The Narrative Mode of Horoscopic Interpretation
Timothy P. Grove, Biola University
Society for the Anthropology of Consciousness
29th Annual Conference
3 April 2009
“The Narrative Mode of Horoscopic Interpretation”
(Timothy P. Grove, Biola University)
Mediaeval astrological texts are replete with characterizations and similitudes of various kinds, which were used to describe and understand various astrological relationships. For example, when Saturn is posited in the last 20 degrees of Taurus, “he is an old man with feeble members, a ruined body, worn-out, sapped of strength, and wailing aloud about his misfortune,” (Albohazen Haly filii Abenragel libri de iudiciis astrorum, I.4). Passages like these present an attractive alternative to the aphoristic mode of horoscopic analysis according to abstract rules. Instead, many of the old writers employed what we may call the narrative mode, where the details of the horoscope are allowed to generate a kind of story. Here, the planets are personified as men and women interacting in various ways (friendly or unfriendly). These interactions and conflicts work themselves out in a complex and colorful environment which arises organically from the traditional descriptions of the signs of the zodiac and their subdivisions. Examples of this narrative material can be found in many of the early astrological texts, most notably Haly Abenragel (11th century), Abraham Ibn Ezra (12th century), William Lilly (17th century), and Chaucer’s astrological poem, “The Complaint of Mars.”

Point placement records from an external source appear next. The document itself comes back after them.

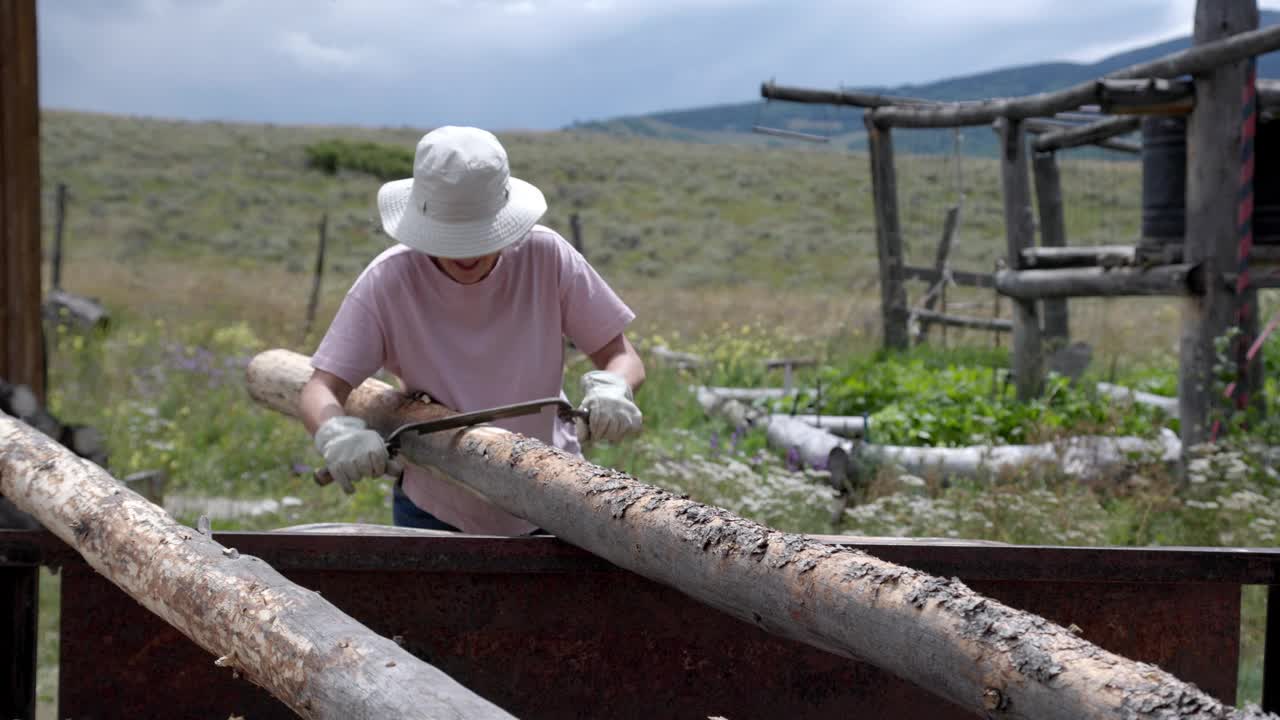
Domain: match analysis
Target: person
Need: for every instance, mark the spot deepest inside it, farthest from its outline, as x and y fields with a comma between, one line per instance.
x=471, y=306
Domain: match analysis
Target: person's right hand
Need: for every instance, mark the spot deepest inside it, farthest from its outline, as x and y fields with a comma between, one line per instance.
x=351, y=450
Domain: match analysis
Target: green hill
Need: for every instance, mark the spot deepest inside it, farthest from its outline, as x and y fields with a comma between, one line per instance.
x=844, y=126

Four Modes of Horoscopic Interpretation
I. The Aphoristic Mode
A. Example: “If . . . [Saturn and Jupiter] . . . both are in aspect to the ascendant, this indicates infinite riches and great good fortune, especially if one of the two is also in aspect to the waxing moon.” (Firmicus Maternus, Mathesis VI.iii.2)
B. Most Hellenistic astrological manuals are collections of such aphorisms.
C. Developed from Babylonian omen texts.
II. The Descriptive Mode
A. Example: [Mercury in Pisces]: “the party Stutters, or is very slow of speech, of small Stature, pale Visage, sickly, careless; much Hair everywhere on his body, given to mirth, dancing, drunkenness.” (William Thrasher, Jubar Astrologicum, 1671, p. 53).
B. Common in Hellenistic and later sources.
III. The Arithmetic Mode
A. Planetary strengths (dignities and debilities) are analyzed using a point-system.
B. Developed by the Arabs, used by Renaissance-period European astrologers during the Renaissance.
IV. The Narrative Mode
A. The details of the horoscope are allowed to generate a kind of story.
B. Example: “In . . . [the last 20º of Taurus, Saturn] . . . is an old man with feeble members, a ruined body, worn-out, sapped of strength, and wailing aloud about his misfortune,” (Albohazen Haly filii Abenragel libri de iudiciis astrorum, I.4).
C. Components of the Narrative Mode
1. Personification of the Planets
2. Characterization of Planetary Relationships.
3. Description of Zodiacal Places, e.g. Scorpio: “Gardens, Orchards,
Vineyards, Ruinous Houses neer Waters; muddy, moorish Grounds, stinking Lakes, Quagmires, Sinks, the Kitchen or Larder, Wash-house” (William Lilly, Christian Astrology, 1647, p. 97).
D. Any horoscope could easily generate many pages of narrative material!
E. The Narrative Mode enables the astrologer to clearly visualize and
understand all sorts of astrological relationships and combinations.
F. Found in mediaeval and Renaissance texts (11th-17th centuries).
Geoffrey Chaucer’s astrological poem, “Complaint of Mars” (circa 1385), is a notable example.